I'm trying to setup a small network of Meraki MX's as SDWAN to see if it makes the management of our branch network a bit easier. I've installed my Hub site, an MX100 in 1 arm mode and have it connected to the Meraki Portal. We are overloading all of our internal devices (PAT) behind the external interface of our Juniper SRX firewall. I've dropped an MX67 at a branch site which is connected via the internet and via our internal MPLS network.
When I set our hub Meraki MX100 as "Hub" in Site-to-site VPN config and my branch as a "Spoke", I can do the configuration, however my Hub Meraki says that it is behind a NAT unfriendly device. My spoke connects to the VPN registry because it's connected directly to the internet via it's WAN1 uplink. I saw that the VPN registry doesn't like to be behind devices that do port randomization and that there is an option to do Manual Port Forwarding and lock down the IP/Port that the Meraki will be using.
Has anyone got this working through a Juniper SRX and can share the Juniper configuration for this? We only have 1:1 or many:1 translations in our Juniper and I want to know the way that Meraki expects it to happen.
My branch Meraki can also route to the internet via the internal network. Does the WAN2 (internal via MPLS) interface on the branch Meraki also then need it's own static ip/port translation via the external firewall (via internal network) to be able to register that internal interface with the VPN registry to built an SD-WAN tunnel via the internal network? Is it an option to do 1:1 ip/port with the same external address ie Hub uses 172.30.19.50:35200 -> 22.214.171.124:35200, Branch1 uses 10.23.254.1:35300 -> 126.96.36.199:35300, Branch2 10.23.254.5:35310 -> 188.8.131.52:35310 etc?
I don't have any SRX to try and verify how to set things up, but perhaps this KB will help you decide what you need to do?
I'm thinking the second solution presented there might work for you?
For your MPLS question, Meraki actually has a document showing the best way to do this.

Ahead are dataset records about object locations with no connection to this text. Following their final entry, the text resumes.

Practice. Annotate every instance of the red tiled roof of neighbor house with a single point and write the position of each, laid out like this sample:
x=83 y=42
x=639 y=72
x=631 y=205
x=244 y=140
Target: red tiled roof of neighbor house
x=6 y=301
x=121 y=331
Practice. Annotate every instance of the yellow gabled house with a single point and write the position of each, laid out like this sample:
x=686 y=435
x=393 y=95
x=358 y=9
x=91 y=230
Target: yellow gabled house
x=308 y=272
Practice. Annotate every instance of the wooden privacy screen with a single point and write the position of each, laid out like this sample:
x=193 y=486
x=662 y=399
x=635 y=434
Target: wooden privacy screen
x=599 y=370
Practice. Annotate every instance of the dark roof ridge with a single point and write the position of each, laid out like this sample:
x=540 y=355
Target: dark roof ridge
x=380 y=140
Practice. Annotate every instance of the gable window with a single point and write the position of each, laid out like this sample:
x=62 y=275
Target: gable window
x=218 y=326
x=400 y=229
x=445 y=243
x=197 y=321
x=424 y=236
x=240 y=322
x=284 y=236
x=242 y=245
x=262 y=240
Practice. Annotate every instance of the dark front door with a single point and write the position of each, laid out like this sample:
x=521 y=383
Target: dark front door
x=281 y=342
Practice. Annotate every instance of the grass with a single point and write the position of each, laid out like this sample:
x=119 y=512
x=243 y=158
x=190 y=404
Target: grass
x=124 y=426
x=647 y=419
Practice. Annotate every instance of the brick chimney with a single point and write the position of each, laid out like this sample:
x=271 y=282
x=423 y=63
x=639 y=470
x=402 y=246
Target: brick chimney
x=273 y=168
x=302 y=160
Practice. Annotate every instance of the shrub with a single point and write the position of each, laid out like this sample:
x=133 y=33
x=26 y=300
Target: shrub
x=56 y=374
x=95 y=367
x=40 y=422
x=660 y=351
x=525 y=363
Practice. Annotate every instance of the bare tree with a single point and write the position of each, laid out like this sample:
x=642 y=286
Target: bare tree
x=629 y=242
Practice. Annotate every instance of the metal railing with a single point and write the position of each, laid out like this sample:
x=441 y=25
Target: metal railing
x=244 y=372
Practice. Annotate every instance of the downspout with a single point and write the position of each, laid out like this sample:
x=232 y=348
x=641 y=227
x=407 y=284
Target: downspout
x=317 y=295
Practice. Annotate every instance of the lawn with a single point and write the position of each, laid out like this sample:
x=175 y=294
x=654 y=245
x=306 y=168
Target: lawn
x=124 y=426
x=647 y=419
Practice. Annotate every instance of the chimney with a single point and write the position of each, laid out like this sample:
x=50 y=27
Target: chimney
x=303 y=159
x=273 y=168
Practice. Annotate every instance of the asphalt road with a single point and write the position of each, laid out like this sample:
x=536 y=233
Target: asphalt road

Since you already have a Hub in one-arm mode this should apply directly to your network.
The easiest way is going to be to create a manual port forward for the hub.
The Juniper feature you're after is persistant NAT. You also need to increase the default number of persistant translations allowed if you have many AutoVPN tunnels through the SRX.
Thanks Owen. Is the NAT persistent a global setting or can this be enabled per rule? I've only seen this as a global option and this isn't something that I would do just for a single service.